Usi e costumi

Il Carnevale

Il periodo di Carnevale era una delle poche occasioni di divertimento offerto alla gente di Castione. I travestimenti erano improvvisati e poveri: gli uomini indossavano vestiti da maschi e le donne mettevano abiti maschili. Il “sabato grasso” rappresentava il momento del maggior divertimento e riguardava soprattutto gli adulti; essi giravano per le case con una “brenta” sulle spalle e si facevano dare una “segia” di vino da ogni famiglia. La portavano all’osteria e la sera la si guastava con una polenta taragna e si ballava. La festa andava avanti fino all’alba e se avanzava qualcosa del cibo o vino preparato, il giorno dopo ci si ritrovava per finire tutto e per riprendere le danze. La festa finiva nelle contrade del centro con l’incendio del “matoch”; questo era un pupazzo di paglia e fieno infilato in una pertica e vestito di stracci. Veniva caricato su un carro e portato alla curva “del doss”: qui veniva bruciato fra gli schiamazzi di grandi e piccoli che ripetevano una filastrocca popolare che diceva “i à purtat el matoch al doss, i già brusat la pel e i oss”.

Gabinat

Il 6 gennaio i bambini andavano per le case a dire “gabinat”; essi entravano all’improvviso e se erano svelti a pronunciare per primi la parola “gabinat” recevevano in cambio una manciata di castagne cotte o qualche altro semplice dolcetto. Alla fine della mattinata, i ragazzi si riunivato in qualche angolo della contrada e si spartivano i dolci.

L’è fo ‘l ginee

Il 31 gennaio esisteva la tradizione de “l’è fo ‘l ginee”. I bambini e i ragazzi, ma anche gli adulti, cercavano di far uscire dalla casa le persone che ci abitavano. Spesso inventavano scuse e motivi inesistenti, ma plausibili per costringere la gente di casa ad uscire per vedere cosa era successo. A volte era necessario escogitare un sistema per far cadere nel tranello la persona presa di mira, ad esempio facendo rotolare dalle scale un “sciuch” (cioè un tronco di legno) o una vecchia pentola, in modo tale da spaventare le persone che si precipitavano fuori per vedere cosa era accaduto. Appena uscivano di casa venivano accolti da sonore risate e dalla tipica frase “l’è fo ‘l ginee”.

L’è fo l’urs de la tana

Questa tradizione ricorreva il 2 febbraio ed era molto simile a quella de “l’è fo ‘l ginee”; l’unica differenza era nel dire la frase “l’è fo l’urs de la tana” anzichè “l’è fo ‘l ginee”.

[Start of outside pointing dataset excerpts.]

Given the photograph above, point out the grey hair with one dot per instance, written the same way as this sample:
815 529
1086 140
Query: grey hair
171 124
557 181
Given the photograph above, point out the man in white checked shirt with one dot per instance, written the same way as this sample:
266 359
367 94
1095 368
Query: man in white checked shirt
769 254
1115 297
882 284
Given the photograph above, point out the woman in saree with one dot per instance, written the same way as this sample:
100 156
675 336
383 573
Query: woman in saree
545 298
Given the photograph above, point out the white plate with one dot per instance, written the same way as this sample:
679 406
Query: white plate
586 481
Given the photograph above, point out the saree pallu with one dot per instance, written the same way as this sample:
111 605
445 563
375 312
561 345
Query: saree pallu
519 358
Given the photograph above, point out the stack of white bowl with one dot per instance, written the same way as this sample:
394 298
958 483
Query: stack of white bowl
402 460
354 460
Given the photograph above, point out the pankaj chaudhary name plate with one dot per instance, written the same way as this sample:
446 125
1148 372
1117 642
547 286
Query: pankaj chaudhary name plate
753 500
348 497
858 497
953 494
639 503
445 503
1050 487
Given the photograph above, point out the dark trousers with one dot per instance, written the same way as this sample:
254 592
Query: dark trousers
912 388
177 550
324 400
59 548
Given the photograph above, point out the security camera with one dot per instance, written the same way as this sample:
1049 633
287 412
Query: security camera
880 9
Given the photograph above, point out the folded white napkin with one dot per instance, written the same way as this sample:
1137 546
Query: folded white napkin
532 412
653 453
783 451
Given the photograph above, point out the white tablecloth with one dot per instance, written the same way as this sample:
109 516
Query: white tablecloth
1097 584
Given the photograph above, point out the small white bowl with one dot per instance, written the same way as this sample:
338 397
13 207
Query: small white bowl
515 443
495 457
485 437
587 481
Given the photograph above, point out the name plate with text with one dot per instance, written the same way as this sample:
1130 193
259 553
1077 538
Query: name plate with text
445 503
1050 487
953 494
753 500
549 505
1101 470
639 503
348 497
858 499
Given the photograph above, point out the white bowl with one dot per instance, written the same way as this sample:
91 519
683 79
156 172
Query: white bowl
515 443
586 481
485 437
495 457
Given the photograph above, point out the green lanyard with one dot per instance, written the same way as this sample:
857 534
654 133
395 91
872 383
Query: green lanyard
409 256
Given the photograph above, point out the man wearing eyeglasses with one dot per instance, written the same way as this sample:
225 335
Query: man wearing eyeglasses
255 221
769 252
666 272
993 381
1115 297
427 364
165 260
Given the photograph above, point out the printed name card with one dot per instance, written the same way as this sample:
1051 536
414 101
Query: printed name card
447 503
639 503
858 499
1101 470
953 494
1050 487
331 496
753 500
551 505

Ciama’ l’erba oppure suna’ da mars

Fra il 27° febbraio e il 1° marzo ricorreva la tradizione chiamata “ciama’ l’erba oppure suna’ da mars”. Questa era di origine contadina e consisteva nel salutare l’arrivo della primavera. Si suonavano campanacci (“sampugn”) e i corni; i “sampugn” venivano appesi al collo dei bovini quando venivano condotti al pascolo, sulle malghe di alta montagna in estate; sempre sugli alpeggi, si suonavano i corni. I ragazzi giravano per i prati suonando e chiamando l’erba gridando “erba erba uè uè che i me uachi i è sensa fee”. La chiamata dell’erba raggiungeva tutti i posti possibili. L’ultimo giorno i contadini, per ricompensare i giovani, gli regalavano farina, formaggio, burro e salame; nella serata, si radunavano tutti i giovani, assieme a numerose famiglie per preparare e mangiare polenta taragna con salame e bevendo buon vino.